I'm looking at chapter 4 of Waterhouse's *"Abelian varieties over finite fields"*; and Theorems 4.1 and 4.2 seem to use the following fact:

Suppose that $E/\mathbb{F}_q$ is an elliptic curve over a finite field with $q=p^n$ elements and let $\pi_E$ denote the $q$th-power Frobenius map acting on $E$. Suppose that $\pi_E$ does not act like multiplication-by-$N$ for any integer $N$ so that $\pi_E = [\alpha]_E$ where $\alpha$ is a root of the polynomial $$x^2 - \mathrm{tr}(\pi_E)x + q$$ Then $E$ is ordinary if and only if $p$ is splits in $\mathbb{Q}(\alpha)$.

Waterhouse uses some very general theory (namely a theorem of Honda/Tate and the general theory of abelian varieties) and I find his reasoning/terminology vague. Does anybody know of a more down to earth proof for this result?

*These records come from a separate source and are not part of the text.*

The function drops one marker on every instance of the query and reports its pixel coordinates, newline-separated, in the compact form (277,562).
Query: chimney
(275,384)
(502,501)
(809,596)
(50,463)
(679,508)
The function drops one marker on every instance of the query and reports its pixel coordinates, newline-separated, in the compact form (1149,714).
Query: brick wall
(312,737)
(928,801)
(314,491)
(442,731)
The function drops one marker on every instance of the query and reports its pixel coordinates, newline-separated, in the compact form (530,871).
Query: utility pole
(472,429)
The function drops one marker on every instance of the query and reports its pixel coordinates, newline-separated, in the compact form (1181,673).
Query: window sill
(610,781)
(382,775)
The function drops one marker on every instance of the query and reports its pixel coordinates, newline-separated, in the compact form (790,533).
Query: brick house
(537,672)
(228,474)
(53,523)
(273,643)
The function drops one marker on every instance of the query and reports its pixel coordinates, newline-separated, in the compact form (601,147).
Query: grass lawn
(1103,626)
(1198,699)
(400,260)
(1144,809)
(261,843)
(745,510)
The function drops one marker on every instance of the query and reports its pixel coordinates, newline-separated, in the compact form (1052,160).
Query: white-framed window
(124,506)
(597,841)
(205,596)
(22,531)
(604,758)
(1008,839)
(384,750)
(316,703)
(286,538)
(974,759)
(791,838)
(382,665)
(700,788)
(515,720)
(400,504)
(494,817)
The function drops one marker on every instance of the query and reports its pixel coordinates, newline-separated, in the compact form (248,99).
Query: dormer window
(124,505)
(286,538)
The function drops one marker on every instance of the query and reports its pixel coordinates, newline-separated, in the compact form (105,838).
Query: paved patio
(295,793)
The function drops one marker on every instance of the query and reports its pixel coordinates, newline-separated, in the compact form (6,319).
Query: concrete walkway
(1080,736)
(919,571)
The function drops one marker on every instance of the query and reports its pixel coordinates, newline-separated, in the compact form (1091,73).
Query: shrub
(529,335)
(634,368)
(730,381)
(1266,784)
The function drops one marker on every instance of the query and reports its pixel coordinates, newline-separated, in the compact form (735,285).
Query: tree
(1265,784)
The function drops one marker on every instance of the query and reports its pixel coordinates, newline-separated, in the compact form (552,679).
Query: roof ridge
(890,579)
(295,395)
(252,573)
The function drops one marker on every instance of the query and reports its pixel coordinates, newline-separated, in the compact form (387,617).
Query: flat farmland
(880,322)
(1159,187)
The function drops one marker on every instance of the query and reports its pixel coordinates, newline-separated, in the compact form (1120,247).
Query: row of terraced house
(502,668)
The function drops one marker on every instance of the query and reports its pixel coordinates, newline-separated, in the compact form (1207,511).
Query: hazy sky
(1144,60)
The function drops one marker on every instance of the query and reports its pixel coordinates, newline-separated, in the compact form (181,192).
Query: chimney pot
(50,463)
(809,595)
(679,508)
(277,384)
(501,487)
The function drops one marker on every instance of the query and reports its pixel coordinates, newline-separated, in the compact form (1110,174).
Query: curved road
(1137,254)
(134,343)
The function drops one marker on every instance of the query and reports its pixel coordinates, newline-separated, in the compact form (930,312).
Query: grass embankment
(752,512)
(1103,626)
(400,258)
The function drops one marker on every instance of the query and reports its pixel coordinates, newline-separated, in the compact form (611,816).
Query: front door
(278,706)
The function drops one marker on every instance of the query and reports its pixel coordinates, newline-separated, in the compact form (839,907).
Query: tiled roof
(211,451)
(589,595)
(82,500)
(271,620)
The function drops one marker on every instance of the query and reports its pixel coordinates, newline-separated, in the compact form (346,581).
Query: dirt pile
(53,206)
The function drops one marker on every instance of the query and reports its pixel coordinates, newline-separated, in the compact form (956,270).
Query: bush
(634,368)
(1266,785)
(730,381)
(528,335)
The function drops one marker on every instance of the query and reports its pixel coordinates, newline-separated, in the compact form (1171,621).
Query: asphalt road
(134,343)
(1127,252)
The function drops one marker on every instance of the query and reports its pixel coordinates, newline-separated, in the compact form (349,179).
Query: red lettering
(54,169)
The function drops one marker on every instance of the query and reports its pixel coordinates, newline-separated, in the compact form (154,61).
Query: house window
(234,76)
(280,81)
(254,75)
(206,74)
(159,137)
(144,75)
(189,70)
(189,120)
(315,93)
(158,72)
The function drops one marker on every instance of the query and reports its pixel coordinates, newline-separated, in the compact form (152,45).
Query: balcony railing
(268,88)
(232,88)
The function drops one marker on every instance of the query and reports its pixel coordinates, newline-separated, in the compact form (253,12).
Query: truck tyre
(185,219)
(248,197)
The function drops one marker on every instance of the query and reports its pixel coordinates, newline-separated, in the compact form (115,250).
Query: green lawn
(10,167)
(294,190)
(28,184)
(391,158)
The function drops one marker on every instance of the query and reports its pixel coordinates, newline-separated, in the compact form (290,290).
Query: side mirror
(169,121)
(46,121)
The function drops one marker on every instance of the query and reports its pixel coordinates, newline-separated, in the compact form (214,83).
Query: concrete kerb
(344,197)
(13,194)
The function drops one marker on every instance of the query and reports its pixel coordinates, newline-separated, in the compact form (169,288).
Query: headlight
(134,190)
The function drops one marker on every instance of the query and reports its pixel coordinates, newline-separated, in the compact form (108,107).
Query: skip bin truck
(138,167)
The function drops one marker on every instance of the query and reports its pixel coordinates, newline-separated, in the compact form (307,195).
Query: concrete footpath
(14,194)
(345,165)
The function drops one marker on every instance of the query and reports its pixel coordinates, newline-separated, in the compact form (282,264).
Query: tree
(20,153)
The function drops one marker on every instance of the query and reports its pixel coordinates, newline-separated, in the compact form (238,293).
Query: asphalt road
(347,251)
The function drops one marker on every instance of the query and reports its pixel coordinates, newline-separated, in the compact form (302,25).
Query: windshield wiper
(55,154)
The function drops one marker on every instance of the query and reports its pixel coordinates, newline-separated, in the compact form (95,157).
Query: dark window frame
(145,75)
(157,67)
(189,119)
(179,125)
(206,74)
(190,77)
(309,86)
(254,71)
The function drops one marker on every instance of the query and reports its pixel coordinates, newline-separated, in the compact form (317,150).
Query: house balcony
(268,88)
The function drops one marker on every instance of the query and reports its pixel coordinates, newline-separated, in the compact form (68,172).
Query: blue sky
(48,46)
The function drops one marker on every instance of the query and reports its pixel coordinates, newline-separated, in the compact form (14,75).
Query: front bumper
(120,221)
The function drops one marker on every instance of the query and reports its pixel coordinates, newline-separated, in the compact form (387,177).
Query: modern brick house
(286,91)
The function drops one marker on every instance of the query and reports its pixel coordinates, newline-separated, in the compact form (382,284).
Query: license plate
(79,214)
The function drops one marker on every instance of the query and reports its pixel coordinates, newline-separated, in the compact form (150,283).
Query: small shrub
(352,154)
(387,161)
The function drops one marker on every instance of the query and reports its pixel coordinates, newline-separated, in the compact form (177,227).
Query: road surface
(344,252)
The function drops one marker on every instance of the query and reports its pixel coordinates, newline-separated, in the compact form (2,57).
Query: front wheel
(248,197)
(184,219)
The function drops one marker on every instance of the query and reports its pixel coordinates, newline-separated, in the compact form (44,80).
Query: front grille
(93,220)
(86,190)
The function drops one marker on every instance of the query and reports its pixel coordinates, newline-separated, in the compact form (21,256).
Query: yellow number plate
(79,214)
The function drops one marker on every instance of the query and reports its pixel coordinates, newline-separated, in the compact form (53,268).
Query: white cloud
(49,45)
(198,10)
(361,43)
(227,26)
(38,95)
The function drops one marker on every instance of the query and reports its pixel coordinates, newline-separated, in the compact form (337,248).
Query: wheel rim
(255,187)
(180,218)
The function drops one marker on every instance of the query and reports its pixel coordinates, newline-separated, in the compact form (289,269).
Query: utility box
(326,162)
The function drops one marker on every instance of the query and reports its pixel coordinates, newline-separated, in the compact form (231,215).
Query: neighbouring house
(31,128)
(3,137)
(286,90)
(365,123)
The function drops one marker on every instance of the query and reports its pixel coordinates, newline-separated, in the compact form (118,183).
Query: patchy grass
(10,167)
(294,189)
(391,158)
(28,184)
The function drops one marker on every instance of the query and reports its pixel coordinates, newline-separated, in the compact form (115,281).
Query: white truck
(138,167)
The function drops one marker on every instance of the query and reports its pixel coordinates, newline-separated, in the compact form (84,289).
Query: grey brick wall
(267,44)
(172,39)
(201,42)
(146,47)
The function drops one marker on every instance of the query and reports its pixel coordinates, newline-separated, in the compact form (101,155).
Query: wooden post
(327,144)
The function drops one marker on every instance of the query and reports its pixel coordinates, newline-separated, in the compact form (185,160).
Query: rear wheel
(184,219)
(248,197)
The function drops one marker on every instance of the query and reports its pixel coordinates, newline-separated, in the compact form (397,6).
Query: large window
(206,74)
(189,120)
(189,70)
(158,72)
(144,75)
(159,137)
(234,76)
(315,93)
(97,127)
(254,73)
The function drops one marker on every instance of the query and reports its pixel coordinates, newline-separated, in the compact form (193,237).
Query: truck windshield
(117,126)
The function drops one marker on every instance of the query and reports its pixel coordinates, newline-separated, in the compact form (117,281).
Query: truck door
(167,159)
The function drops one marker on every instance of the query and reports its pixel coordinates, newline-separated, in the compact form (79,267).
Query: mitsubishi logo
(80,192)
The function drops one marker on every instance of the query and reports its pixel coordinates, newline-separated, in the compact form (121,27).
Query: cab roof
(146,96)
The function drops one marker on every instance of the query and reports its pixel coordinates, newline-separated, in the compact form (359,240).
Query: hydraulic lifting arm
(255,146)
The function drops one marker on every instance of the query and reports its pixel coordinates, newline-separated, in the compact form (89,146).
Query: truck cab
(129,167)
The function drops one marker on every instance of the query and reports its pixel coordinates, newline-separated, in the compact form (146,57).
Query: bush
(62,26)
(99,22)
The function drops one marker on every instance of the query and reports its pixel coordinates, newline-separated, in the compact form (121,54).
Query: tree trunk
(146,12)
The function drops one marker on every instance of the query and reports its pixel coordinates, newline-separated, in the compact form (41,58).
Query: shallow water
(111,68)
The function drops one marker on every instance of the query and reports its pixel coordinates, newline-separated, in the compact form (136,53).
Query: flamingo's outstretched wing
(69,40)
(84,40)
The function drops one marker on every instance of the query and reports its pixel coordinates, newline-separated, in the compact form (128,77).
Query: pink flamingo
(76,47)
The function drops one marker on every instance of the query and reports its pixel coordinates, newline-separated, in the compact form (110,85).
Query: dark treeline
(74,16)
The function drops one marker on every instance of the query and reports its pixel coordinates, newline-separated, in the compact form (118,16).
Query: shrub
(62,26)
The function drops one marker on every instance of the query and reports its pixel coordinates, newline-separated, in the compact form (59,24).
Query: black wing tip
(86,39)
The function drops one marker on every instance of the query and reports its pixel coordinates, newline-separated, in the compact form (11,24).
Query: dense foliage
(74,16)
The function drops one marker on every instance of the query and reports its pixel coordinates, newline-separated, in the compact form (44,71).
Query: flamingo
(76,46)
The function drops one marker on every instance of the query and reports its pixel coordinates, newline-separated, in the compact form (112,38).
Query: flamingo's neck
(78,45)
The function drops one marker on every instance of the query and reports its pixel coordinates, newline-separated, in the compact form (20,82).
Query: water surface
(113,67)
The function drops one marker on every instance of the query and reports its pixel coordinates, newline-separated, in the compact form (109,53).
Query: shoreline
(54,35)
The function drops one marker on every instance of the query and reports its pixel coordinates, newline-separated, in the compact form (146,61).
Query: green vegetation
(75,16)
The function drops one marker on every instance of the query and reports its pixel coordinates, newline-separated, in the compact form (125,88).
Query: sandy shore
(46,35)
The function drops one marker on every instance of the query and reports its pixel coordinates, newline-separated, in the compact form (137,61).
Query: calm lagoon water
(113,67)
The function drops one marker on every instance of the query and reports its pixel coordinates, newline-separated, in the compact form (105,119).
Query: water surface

Lang has a proof utilitizing the fact that $End(E)\to End(T_p(E))$ is injective; but i'm trying to find proofs that don't use local methods

**EDIT:** Update on attempt: Here is a proof attempt; perhaps someone can help me finish it off.

We prove $E$ is supersingular if and only if $p$ is non-split in $\mathbb{Q}(\alpha)$.

First suppose that $p$ is non-split. If $p$ is inert, then since $\alpha$ has norm $q = p^n$, it follows that $p$ divides $(\alpha)$ and so $E[p]\subseteq E[\pi_E] = \{O \}$; thus $E$ is supersingular. If $p$ ramifies then $p$ divides the discriminant of $\mathbb{Q}(\alpha)$ and so $p$ divides $\mathrm{tr}(\pi_E)^2 - 4q$, which implies that $p$ divides $\mathrm{tr}(\pi_E)$ and so $E$ is supersingular;

Conversely, suppose that $E$ is supersingular. Suppose that $p$ splits as $(p) = \mathfrak{p}\overline{\mathfrak{p}}$. Then $(\alpha) = \mathfrak{p}^a\overline{\mathfrak{p}}^b$ where $a+b=n$. However, since $E$ is supersingular $\alpha^N \in \mathbb{Z}$ for some positive integer $N$. Which implies that $(\alpha)^N = \mathfrak{p}^{Na}\overline{\mathfrak{p}}^{Nb}$ and so $Na=Nb$ since $(\alpha^N) = \overline{(\alpha^N)}$. Therefore $a=b$ and so $(\alpha) = \mathfrak{p}^a \overline{\mathfrak{p}}^a = (p^a)$ where $a=n/2$. This implies that $\alpha = \zeta p^{a}$ for some unit $\zeta$. This is where I am stuck.

Any help would be appreciated.